Anyone feeling similar guilt and inferiority, whether or not they tried Ulysses three times, as I did, can find relief in “Who’s Afraid of Joyce? The Key to ‘Ulysses’,” by Frank Wilson (Philadelphia Inquirer, June 13). I know I did.

Wilson writes:

David Butler, the education officer at Dublin’s James Joyce Centre, says the book is “about how language surrounds us and conditions us . . . how we’re within language.” So the language of the narrative is inextricably bound up with the substance of it. Robert Nicholson, curator of the James Joyce Museum, says this is “a feature of Irish literature generally -- the telling is as important as the tale.”

The problem is getting a handle on that language. Butler and Nicholson, both of whom have written guides to Ulysses, say one should read the book before reading any commentaries or taking a course in it. Nicholson, who says “there are far too many books about Ulysses,” says it’s best to “read Ulysses first -- then you know what questions you want to ask” -- instead of “reaching for books by people who want to tell you what you ought to understand.” […]

“I think you need . . . to read the whole thing without any notes,” he adds, “which is how I did it, even though I understood only 5 or 10 percent of it.”

One problem, Butler notes, is that “a lot of people get bogged down in Chapter 3 and never get beyond it -- which seems to me tragic.” That’s why he suggests starting with Chapter 4, which introduces “one of the great figures of world literature, Leopold Bloom.”

That, Nicholson says, “is a very practical way of approaching it. . . . Joyce presumably intended [the book] to be read in the order in which it was written, but I agree that [Chapter 3] kills off a lot of potential readers.”

Chapter 3.

Perhaps this passage?

Of Ireland, the Dalcassians, of hopes, conspiracies, of Arthur Griffith now, AE, pomander, good shepherd of me. To yoke me as his yokefellow, our crimes our common cause. You’re your father’s son. I know the voice. His fustian shirt, sanguineflowered, trembles its Spanish tassels at his secrets. M. Drumont, famous journalist, Drumont, know what he called queen Victoria? Old hag with yellow teeth. Vieille ogresse with the dents jaunes. Maud Gonne, beautiful woman, la Patrie, M. Millevoye, Félix Faure, know how he died? Licentious men. The froeken, bonne à tout faire, who rubs male nakedness in the bath at Upsala. Moi faire, she said, tous les messieurs. Not this monsieur, I said. Most licentious custom. Bath a most private thing. I wouldn’t let my brother, not even my own brother, most lascivious thing. Green eyes, I see you. Fang, I fell. Lascivious people. [Ulysses, Hans Walter Gabler, ed., Vintage Books, 1986, p. 36, lines 226-238.]

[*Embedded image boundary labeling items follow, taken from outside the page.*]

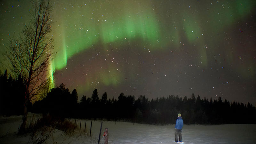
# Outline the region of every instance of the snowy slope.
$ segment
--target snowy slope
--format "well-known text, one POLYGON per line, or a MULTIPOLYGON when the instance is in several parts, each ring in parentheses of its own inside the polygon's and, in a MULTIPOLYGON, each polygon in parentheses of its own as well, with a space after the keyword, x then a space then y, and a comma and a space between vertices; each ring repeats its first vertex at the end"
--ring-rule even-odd
MULTIPOLYGON (((31 117, 30 116, 29 117, 31 117)), ((1 143, 24 143, 29 140, 28 136, 20 137, 15 134, 21 124, 20 116, 1 117, 1 143)), ((47 143, 97 143, 100 121, 92 121, 91 137, 89 136, 91 120, 78 120, 74 135, 66 135, 55 129, 47 143), (85 122, 86 132, 84 132, 85 122)), ((73 119, 74 122, 75 120, 73 119)), ((216 125, 184 125, 182 141, 186 144, 256 143, 255 124, 230 124, 216 125)), ((100 143, 105 128, 108 129, 109 143, 175 143, 174 125, 156 126, 125 122, 103 122, 100 143)))

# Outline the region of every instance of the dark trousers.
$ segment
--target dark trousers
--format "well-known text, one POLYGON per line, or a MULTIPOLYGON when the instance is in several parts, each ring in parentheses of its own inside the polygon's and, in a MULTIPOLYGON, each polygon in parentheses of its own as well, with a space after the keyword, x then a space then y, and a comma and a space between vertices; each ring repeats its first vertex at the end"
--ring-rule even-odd
POLYGON ((174 138, 175 138, 175 141, 178 142, 178 135, 179 135, 179 141, 181 141, 181 130, 178 130, 178 129, 175 129, 175 135, 174 138))

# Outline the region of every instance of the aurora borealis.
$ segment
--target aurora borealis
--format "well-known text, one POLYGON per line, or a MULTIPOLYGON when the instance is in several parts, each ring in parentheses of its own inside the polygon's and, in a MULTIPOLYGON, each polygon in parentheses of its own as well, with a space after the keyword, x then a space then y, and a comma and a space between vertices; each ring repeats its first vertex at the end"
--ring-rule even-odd
MULTIPOLYGON (((29 2, 1 1, 1 55, 29 24, 29 2)), ((52 2, 54 82, 79 100, 97 88, 255 105, 255 1, 52 2)))

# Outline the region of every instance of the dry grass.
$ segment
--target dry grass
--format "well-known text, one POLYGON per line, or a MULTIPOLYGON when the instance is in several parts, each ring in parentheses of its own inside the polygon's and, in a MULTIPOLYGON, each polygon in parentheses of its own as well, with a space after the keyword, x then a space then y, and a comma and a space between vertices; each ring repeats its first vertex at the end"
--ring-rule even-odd
POLYGON ((23 133, 30 135, 29 143, 42 143, 52 135, 55 129, 69 136, 74 134, 77 128, 71 122, 50 115, 44 116, 36 120, 34 117, 23 133))

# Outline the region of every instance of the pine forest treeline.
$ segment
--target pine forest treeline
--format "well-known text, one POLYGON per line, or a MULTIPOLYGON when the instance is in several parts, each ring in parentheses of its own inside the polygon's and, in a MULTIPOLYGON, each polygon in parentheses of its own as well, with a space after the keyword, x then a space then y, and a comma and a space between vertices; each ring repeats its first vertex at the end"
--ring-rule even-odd
MULTIPOLYGON (((20 92, 24 90, 22 79, 7 78, 7 71, 0 76, 1 113, 10 115, 22 114, 24 98, 20 92)), ((209 100, 205 97, 196 96, 182 99, 169 95, 149 100, 145 96, 124 95, 121 93, 118 99, 108 99, 105 92, 99 96, 95 89, 91 97, 83 96, 78 102, 77 93, 72 92, 63 84, 52 89, 47 95, 37 101, 29 110, 37 113, 49 114, 62 118, 102 119, 125 121, 145 124, 164 125, 175 123, 177 114, 181 113, 187 124, 255 124, 255 108, 233 101, 231 103, 221 97, 209 100)))

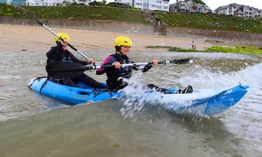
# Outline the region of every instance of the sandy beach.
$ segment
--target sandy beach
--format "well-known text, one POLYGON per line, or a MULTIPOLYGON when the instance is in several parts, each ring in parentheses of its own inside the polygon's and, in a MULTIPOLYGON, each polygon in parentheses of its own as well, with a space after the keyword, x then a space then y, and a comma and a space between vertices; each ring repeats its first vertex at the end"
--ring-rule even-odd
MULTIPOLYGON (((172 46, 189 48, 191 38, 171 38, 157 35, 137 35, 107 32, 53 28, 55 33, 64 32, 71 37, 70 44, 80 51, 85 50, 113 50, 114 39, 119 35, 126 35, 133 42, 132 50, 149 51, 147 46, 172 46)), ((43 27, 0 25, 0 52, 46 52, 55 45, 53 35, 43 27)), ((211 46, 204 39, 195 39, 197 49, 211 46)))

uh-huh I said uh-huh I, um, Uh-huh.

It was in fact, all three times, that I gave up in Chapter 3.

Someday I’ll try again. The “right” way. There’s no rush. Bloomsday will be back again next year.

[Links of interest: Bloomsday 100, the site of the 19th International James Joyce Symposium (June 12 to June 19, Dublin); ReJoyce Dublin 2004, the web site of the Bloomsday Centenary Festival.]